IMO the best thing is to give them autonomy everywhere you are able to. Step back and look at the decisions you're making and see if it's that big a deal for him to do it his way. Let him choose his own clothes (even if you wouldn't have chosen them), if he has his own dishes put them where he can reach them and get them out, let him decide what he has for snack, when he has snack, and let get it out himself even if possible. (Just make sure it's as healthy as whatever he'd have for dinner because it might make him have very little of his meal.) If he wants to wear sandals instead of shoes but you think it's shoe weather, let him wear sandals and carry the shoes in case he changes his mind. If he isn't dressed warmly enough, let him go out like that and carry a sweater in case he gets cold. Really let go anywhere you can.

If he has a sense of autonomy he hopefully won't fight as much on the important things. Plus, those things will be easier for you to handle as you won't have been fighting over other stuff all the time. And then for those things that are really important, just do what you have to do and don't make it personal or punish over it - just make it a reality of life. "You have to get into your car seat because it's the only safe way to be in the car." And put him in, without engaging him a lot about it. You can empathize, "I know you're frustrated,and I wish there were another safe way to ride in the car, but as it is I have to keep you safe."

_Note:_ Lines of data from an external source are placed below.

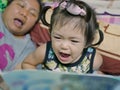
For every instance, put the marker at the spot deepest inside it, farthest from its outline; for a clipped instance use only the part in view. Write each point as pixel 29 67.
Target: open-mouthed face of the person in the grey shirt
pixel 20 16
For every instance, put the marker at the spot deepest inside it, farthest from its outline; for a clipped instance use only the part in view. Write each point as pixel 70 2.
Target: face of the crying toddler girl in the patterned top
pixel 67 43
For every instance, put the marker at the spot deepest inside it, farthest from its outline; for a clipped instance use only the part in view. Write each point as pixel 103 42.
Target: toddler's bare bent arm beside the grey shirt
pixel 34 58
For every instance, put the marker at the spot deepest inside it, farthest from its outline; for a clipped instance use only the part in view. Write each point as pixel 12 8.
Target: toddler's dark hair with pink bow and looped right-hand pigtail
pixel 84 19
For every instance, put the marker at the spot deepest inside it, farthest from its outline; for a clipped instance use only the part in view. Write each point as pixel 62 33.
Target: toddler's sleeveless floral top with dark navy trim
pixel 83 65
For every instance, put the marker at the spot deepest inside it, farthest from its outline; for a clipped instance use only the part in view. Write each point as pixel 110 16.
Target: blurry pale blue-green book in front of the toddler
pixel 50 80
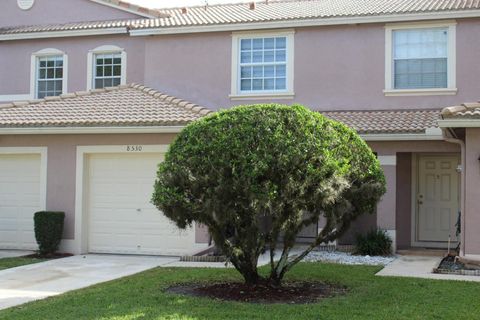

Not wanting to leave places is typical and is an issue with transitions. I've found it's sometimes easier to focus on where we're going instead of where we're leaving. "It's time to go home now" goes over a bit better than "it's time to leave the park now." The image in hte head is home instead of leaving the park. If possible, make it sound positive. "We're time to go home and do (whatever nice thing you generally do at home.)"

Barging into other people's home is an issue of safety (you need to know where he is) and also of giving neighbors privacy, so it's worth digging your heels in about. But if he feels powerful in other areas of his life, hopefully that fight won't be as serious. Good luck!